Assim que se satisfez, me largou na mesma posição que havia me deixado e colocou seu membro de volta para dentro das calças. Levantei abaixando a barra de meu vestido, meu corpo todo tremia e meus olhos marejados ofuscavam seu rosto, mal consegui enxergar quando o primeiro tapa foi de encontro com minha bochecha, o segundo fez com que eu desabasse ao chão. Minha pele ardia e as lágrimas, que antes se recusavam em cair, rolavam pela minha face.
— Vagabunda! — sentou-se na cadeira.
Ainda no chão, aos soluços, tentei formular a palavra desculpa.
— Desculpa? — segurou meu rosto com força. — Se eu soubesse que era seca por dentro, eu teria fodido com o porco!
O mesmo colocou suas botas, sujas de lama, e saiu de casa. Certamente estava indo embebedar-se na taverna, talvez se satisfaça novamente com algumas mulheres de lá e com sorte, chegue tarde em casa e cansado.

Corri para o rio próximo da cabana, precisava me limpar de qualquer resquício dele. Assim que terminei encarei meu reflexo na água, os roxos se tornaram visíveis. Não era essa vida que imaginei para mim, não é a vida que posso suportar.
Meu peito doía, minha respiração faltava, cada parte de meu corpo pulsava pedindo socorro. Suplicando para um fim daquilo. Cada gota de sangue implorava para que aquelas agressões parassem, para que tivessem um descanso.
Nunca fui para o fundo do rio, sempre permaneci nas margens, pois não sei nadar.
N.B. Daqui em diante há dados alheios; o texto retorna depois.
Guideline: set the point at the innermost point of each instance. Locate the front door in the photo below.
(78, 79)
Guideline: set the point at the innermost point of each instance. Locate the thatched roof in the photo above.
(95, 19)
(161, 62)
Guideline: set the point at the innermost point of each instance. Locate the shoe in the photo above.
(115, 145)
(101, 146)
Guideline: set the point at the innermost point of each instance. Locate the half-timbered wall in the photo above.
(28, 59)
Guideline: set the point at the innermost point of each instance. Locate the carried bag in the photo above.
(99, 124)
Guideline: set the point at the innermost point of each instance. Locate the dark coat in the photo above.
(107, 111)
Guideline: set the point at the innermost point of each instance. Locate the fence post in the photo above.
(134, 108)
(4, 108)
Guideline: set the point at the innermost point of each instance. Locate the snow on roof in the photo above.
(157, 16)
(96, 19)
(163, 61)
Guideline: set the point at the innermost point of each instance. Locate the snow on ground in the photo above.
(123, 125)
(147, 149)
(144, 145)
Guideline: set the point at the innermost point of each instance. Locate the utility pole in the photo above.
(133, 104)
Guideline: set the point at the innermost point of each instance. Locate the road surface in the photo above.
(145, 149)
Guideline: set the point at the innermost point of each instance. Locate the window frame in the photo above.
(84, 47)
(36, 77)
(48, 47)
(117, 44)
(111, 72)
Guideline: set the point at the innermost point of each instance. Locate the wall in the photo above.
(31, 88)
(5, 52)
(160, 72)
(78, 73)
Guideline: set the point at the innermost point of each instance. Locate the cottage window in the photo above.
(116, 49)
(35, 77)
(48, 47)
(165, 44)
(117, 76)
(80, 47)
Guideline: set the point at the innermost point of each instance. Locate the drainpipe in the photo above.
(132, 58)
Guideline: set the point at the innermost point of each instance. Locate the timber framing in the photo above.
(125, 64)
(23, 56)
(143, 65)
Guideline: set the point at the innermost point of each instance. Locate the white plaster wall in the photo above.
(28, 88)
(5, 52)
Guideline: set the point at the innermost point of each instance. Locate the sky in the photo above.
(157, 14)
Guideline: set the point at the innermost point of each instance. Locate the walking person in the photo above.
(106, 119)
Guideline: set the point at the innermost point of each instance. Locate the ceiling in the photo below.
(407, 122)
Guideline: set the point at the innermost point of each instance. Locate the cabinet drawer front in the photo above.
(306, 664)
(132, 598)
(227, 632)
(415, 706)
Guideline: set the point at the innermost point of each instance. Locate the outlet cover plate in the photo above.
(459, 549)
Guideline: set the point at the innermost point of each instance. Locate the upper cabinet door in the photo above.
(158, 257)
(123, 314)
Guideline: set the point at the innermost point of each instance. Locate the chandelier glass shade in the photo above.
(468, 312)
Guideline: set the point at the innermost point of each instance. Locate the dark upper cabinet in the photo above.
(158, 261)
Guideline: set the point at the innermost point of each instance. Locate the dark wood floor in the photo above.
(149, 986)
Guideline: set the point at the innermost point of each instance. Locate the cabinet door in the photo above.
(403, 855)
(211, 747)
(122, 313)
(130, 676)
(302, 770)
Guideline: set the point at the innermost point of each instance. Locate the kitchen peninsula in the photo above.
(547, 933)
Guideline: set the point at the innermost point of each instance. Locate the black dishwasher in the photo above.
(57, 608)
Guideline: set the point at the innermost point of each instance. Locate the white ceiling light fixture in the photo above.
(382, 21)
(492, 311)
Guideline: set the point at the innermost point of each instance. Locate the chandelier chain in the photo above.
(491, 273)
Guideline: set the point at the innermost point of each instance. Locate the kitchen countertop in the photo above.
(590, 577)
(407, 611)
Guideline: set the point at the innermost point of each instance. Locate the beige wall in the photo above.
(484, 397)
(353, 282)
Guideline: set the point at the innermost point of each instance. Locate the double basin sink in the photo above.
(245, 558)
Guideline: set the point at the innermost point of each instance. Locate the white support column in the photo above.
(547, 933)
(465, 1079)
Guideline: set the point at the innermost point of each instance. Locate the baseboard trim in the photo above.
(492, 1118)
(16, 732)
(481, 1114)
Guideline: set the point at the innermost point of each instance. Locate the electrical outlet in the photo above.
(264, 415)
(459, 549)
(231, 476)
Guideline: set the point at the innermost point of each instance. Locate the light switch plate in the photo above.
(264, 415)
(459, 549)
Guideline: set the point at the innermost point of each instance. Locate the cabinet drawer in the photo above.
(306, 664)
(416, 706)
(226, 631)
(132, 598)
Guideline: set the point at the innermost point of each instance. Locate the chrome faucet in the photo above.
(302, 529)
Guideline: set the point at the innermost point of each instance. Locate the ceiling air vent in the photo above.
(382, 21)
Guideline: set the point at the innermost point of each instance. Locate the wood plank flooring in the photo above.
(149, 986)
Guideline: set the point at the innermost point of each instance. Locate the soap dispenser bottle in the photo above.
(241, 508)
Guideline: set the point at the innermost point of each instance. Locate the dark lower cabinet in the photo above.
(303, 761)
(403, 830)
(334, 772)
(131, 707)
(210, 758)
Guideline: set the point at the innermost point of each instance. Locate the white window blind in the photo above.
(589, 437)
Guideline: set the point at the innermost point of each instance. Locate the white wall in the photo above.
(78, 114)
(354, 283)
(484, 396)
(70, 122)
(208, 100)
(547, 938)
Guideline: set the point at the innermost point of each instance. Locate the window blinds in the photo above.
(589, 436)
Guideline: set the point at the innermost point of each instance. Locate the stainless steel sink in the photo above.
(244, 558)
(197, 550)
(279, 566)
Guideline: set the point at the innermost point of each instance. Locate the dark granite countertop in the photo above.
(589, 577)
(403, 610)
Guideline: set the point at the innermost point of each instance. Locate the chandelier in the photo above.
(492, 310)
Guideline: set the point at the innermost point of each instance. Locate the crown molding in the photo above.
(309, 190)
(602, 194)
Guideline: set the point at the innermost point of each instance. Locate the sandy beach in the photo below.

Entretanto, sem pensar duas vezes andei em direção a parte mais funda, a cada passo a água cobria mais partes de meu corpo. Pés, joelhos, cintura, mãos e logo na altura dos seios. Não demorou muito para me cobrir toda e de propósito esvaziar meus pulmões. A água gélida e corrente perfurando minha pele como cristais de gelo.
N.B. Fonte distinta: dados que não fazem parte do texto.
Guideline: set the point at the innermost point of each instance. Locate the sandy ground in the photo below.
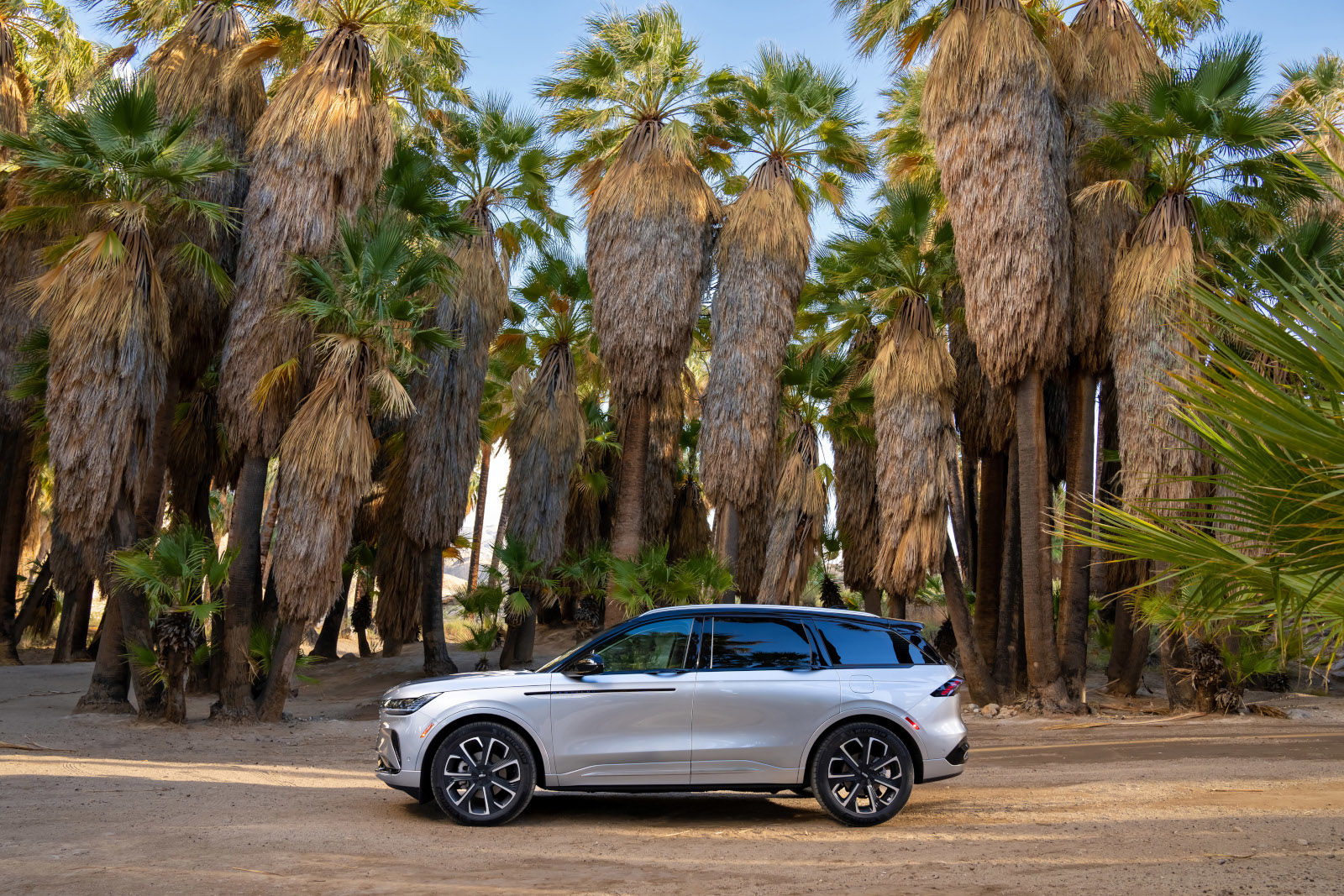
(1136, 804)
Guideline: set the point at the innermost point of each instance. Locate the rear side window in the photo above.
(859, 644)
(759, 644)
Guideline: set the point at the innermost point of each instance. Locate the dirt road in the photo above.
(1241, 805)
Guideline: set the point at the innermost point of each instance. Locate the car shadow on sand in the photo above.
(680, 809)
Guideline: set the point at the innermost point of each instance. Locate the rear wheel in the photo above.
(483, 774)
(862, 774)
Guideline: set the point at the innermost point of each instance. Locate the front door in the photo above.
(629, 726)
(759, 694)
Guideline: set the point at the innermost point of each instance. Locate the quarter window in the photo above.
(759, 644)
(659, 645)
(857, 644)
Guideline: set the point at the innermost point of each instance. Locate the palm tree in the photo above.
(181, 571)
(1117, 55)
(998, 132)
(543, 441)
(38, 43)
(1205, 150)
(796, 520)
(917, 450)
(113, 174)
(803, 125)
(1316, 89)
(624, 92)
(318, 155)
(363, 302)
(499, 167)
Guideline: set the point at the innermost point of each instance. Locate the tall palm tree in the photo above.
(1191, 149)
(804, 129)
(113, 174)
(544, 441)
(796, 519)
(497, 163)
(1117, 55)
(917, 449)
(38, 43)
(992, 116)
(638, 102)
(363, 302)
(318, 155)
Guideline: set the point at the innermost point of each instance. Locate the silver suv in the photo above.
(851, 705)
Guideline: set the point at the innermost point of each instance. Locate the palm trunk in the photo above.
(990, 553)
(974, 664)
(1075, 586)
(111, 680)
(960, 524)
(176, 665)
(235, 699)
(971, 508)
(479, 521)
(1038, 605)
(873, 600)
(732, 540)
(38, 595)
(150, 508)
(268, 531)
(437, 661)
(134, 616)
(328, 638)
(1008, 613)
(270, 705)
(69, 637)
(629, 500)
(13, 501)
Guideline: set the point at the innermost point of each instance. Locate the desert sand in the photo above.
(1132, 804)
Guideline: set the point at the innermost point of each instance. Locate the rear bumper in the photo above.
(948, 768)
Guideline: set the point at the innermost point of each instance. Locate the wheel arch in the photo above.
(890, 725)
(470, 718)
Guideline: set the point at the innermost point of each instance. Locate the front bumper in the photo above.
(390, 770)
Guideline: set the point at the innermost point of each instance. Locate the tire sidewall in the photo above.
(816, 777)
(528, 772)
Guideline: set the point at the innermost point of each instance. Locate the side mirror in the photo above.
(589, 665)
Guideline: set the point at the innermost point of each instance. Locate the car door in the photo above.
(631, 725)
(759, 694)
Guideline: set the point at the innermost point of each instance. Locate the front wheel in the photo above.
(862, 774)
(483, 774)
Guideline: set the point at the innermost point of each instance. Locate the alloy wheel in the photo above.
(864, 774)
(483, 777)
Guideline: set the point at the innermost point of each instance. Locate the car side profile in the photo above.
(855, 707)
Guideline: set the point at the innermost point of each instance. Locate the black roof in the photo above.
(777, 609)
As pedras penduradas em minha saia iriam impedir que eu tentasse fugir do meu destino.
O desespero de puxar o ar e receber água foi inevitável, mesmo que minhas atitudes tenham sido propositais, parte minha se debatia pela vida. Uma miséra parte ainda acreditava em mudança , que poderia correr pelas árvores e fugir das mãos de Ezequiel. Mas não, sabia que nessa época, nesse mundo, não havia salvação para mim.
Voltar para casa seria ainda pior e nada além da morte conseguiria mudar isso. Seja lá o que aconteça, será melhor do que continuar a viver assim. Espero que o Criador me perdoe por desistir do sopro sagrado de vida.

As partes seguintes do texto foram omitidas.